By Timo Minssen
In Part II of this blog on legal issues relating to the revival of phage therapy I discussed the US Supreme Court’s decisions in Myriad and Prometheus, which might present major obstacles to the patentability of phage-related technology (a more detailed analysis of the Myriad and Prometheus decisions is available here).
Yet, all is not lost. As indicated in Part II, Myriad does not directly affect the patentability of synthetically modified biological compounds and Prometheus would still allow patents on inventive applications of natural processes and correlations that add new features to “natural laws”. Thus there still seems to be considerable leeway for patenting within the area of page therapy.
One example, mentioned in a recent Nature article, could be the skillful selection and precise combination of different phages in order to attack one specific type of bacteria. Such selections, however, would face a tough battle to overcome the “additional features that add significantly more” and “not identical” thresholds set by Prometheus and Myriad. Another example with even better prospects for patentability relates to genetically modified phages that are – due to human intervention – enabled to target only specific bacteria. This technology was recently presented by MIT researchers at the 2014 American Society for Microbiology Meeting. The researchers led by Timothy Lu had genetically engineered phages that use a DNA-editing system called CRISPR to target and kill only antibiotic-resistant bacteria while leaving other susceptible cells untouched. The significant engineering and alteration of natural products and processes involved in such inventions would most likely meet both the Myriad and Prometheus standards.

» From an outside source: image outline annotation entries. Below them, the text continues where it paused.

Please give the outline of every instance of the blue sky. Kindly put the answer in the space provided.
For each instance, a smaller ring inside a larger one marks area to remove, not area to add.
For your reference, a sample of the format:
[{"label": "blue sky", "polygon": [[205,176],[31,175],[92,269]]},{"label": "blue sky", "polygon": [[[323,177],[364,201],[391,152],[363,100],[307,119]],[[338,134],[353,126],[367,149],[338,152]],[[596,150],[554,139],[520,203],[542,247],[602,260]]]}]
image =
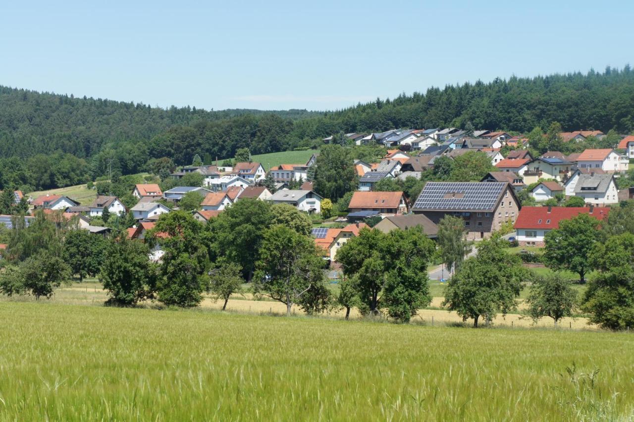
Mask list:
[{"label": "blue sky", "polygon": [[634,65],[634,2],[11,2],[0,85],[205,109],[327,110]]}]

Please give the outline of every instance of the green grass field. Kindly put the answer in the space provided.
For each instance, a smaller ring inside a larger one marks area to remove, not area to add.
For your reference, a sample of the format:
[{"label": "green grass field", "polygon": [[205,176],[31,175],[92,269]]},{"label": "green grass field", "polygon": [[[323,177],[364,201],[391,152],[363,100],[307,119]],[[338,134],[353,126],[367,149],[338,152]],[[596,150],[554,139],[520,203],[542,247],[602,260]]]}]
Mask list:
[{"label": "green grass field", "polygon": [[3,420],[633,416],[627,333],[44,302],[0,303],[0,318]]},{"label": "green grass field", "polygon": [[251,159],[262,164],[266,171],[271,167],[280,164],[305,164],[313,154],[318,151],[314,150],[307,151],[285,151],[269,154],[252,155]]}]

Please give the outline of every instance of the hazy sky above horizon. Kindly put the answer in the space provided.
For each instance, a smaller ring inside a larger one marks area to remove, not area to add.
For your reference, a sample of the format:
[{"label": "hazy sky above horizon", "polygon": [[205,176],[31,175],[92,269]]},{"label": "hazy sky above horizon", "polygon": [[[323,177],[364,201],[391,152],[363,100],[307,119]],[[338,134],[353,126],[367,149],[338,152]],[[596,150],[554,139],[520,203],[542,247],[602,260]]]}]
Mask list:
[{"label": "hazy sky above horizon", "polygon": [[162,107],[332,110],[634,65],[634,2],[12,2],[0,85]]}]

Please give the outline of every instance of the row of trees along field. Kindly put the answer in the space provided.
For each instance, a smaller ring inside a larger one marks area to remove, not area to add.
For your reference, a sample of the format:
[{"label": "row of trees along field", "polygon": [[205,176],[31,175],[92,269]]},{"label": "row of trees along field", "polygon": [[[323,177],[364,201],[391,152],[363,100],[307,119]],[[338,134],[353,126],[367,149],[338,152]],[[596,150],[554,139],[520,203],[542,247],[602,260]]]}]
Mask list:
[{"label": "row of trees along field", "polygon": [[[244,293],[250,282],[256,297],[294,305],[309,314],[353,308],[365,315],[386,313],[407,322],[428,306],[431,295],[427,265],[440,259],[453,272],[443,306],[477,326],[496,314],[517,310],[520,291],[527,286],[527,317],[553,319],[555,325],[579,310],[590,322],[610,329],[634,326],[634,202],[614,207],[601,222],[587,214],[562,221],[546,236],[543,254],[528,257],[554,272],[540,276],[522,266],[497,233],[477,246],[463,238],[460,219],[448,216],[439,226],[438,247],[420,227],[388,234],[362,228],[339,250],[344,278],[333,295],[327,285],[323,252],[310,236],[307,216],[288,205],[245,199],[206,225],[184,211],[164,215],[145,241],[130,240],[123,228],[109,238],[77,229],[61,215],[36,213],[28,227],[21,216],[6,236],[0,271],[0,292],[50,297],[55,288],[98,276],[108,291],[108,304],[134,306],[156,299],[168,306],[197,306],[207,291],[223,302]],[[157,243],[164,251],[160,263],[148,253]],[[561,270],[592,272],[588,288],[577,297]]]},{"label": "row of trees along field", "polygon": [[323,113],[164,110],[0,87],[0,187],[61,187],[94,180],[111,169],[137,173],[153,159],[168,157],[184,165],[198,154],[210,163],[242,148],[254,154],[275,152],[320,145],[333,134],[398,127],[526,133],[548,131],[559,122],[564,131],[629,133],[634,125],[633,82],[629,66],[603,73],[512,77],[432,87]]}]

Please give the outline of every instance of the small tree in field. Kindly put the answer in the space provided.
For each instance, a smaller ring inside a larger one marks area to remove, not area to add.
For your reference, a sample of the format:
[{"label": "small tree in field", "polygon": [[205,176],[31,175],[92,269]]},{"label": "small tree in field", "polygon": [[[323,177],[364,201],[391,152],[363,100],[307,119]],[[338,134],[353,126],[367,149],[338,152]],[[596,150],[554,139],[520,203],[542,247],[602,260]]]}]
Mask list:
[{"label": "small tree in field", "polygon": [[560,274],[555,273],[533,281],[526,303],[528,314],[534,321],[550,317],[556,327],[564,317],[573,316],[577,306],[577,291]]},{"label": "small tree in field", "polygon": [[59,257],[48,252],[31,257],[22,262],[20,272],[25,288],[39,300],[53,295],[56,287],[70,279],[70,267]]},{"label": "small tree in field", "polygon": [[216,268],[211,271],[209,278],[209,291],[216,300],[222,299],[223,310],[227,307],[229,298],[234,293],[242,293],[242,269],[235,262],[221,259],[216,262]]}]

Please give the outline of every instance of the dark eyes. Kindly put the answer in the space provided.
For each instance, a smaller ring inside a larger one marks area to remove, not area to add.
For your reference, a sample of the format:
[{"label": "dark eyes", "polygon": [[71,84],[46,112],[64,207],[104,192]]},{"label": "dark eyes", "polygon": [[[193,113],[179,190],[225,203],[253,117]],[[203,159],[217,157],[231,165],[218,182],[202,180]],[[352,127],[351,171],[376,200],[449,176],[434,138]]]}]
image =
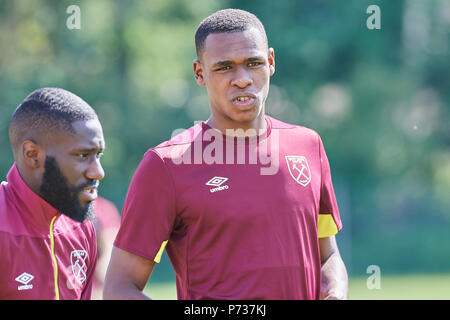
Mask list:
[{"label": "dark eyes", "polygon": [[[264,63],[263,62],[254,61],[254,62],[249,62],[247,64],[247,67],[250,67],[250,68],[258,67],[258,66],[260,66],[262,64],[264,64]],[[230,70],[231,68],[232,68],[231,66],[223,66],[223,67],[217,68],[216,71],[227,71],[227,70]]]},{"label": "dark eyes", "polygon": [[[79,160],[84,161],[89,158],[90,153],[78,153],[76,156]],[[103,152],[98,152],[95,154],[96,159],[100,159],[103,156]]]}]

Yet, while the USPTO has recently issued new patent eligibility guidance and the CAFC has begun to directly apply Prometheus and Myriad to reject patent claims in biotech cases (e.g. In re Roslin), many questions remain unsolved. In particular, it is still not sufficiently clear exactly how much modification is required to render a molecule or method sufficiently distinct from naturally occurring product and processes. And even if the patent-eligibility threshold could be met in extraordinarily circumstances, the claimed invention would still have to fulfil other patentability requirements such as novelty, non-obviousness and the written description-requirements. The threshold for these requirements, however, have been heightened in recent years (see e.g. KSR v. Teleflex (2007) , Nautilus (2014) etc.). Considering that phage therapy is almost a century old with a substantial common general knowledge and a state of the art employing routine methods, these crucial requirements might still prevent the patentability of many useful applications.
Consequently, much uncertainty remains within the nowadays rather blurry lines between the “patent eligibility”, novelty, and “nonobviousness” criteria. Patents are possible, but only in narrowly defined areas since the fruits are hanging low, and the number of patients in which this technology could be applied is (so far) rather limited.
So what can be done to enhance the development of phage therapies? As pointed out in an earlier blog one solution could be more governmental and public involvement, e.g. through public private partnerships (PPPs) and the funding of clinical trials through public entities (cf. the EU’s IMI and Phagoburn project). Streamlining the market approval procedure and creating specific regulatory exclusivities (cf. the US GAIN act ) might also help.
Moreover, various delinkage models could offer highly effective and sustainable solutions. These are alternative models for recovering R&D costs in drugs & devices. Delinkage relies on prizes and grants instead of patent-protected sales above marginal cost. Delinkage models can take various shapes and may be characterized by a wide array of different financial and organizational features. In his recent paper “New Business Models for Sustainable Antibiotics”, Professor Kevin Outterson delivers an excellent analysis on delinkage options in the fight against AMR. These could also be considered for phage therapy.
Finding the right balance of predictable push and pull incentives can be as complex as the problem of AMR itself. There seems to be no “one size fits all” solution, but rather a variety of options that need to be combined and optimized for various cases. But the danger is imminent and initiatives are necessary. This requires new ways of thinking including both reactive and proactive approaches. Any initiative must be coupled with preventive and conservational considerations, so that we are not only battling the symptoms but also the cause of AMR.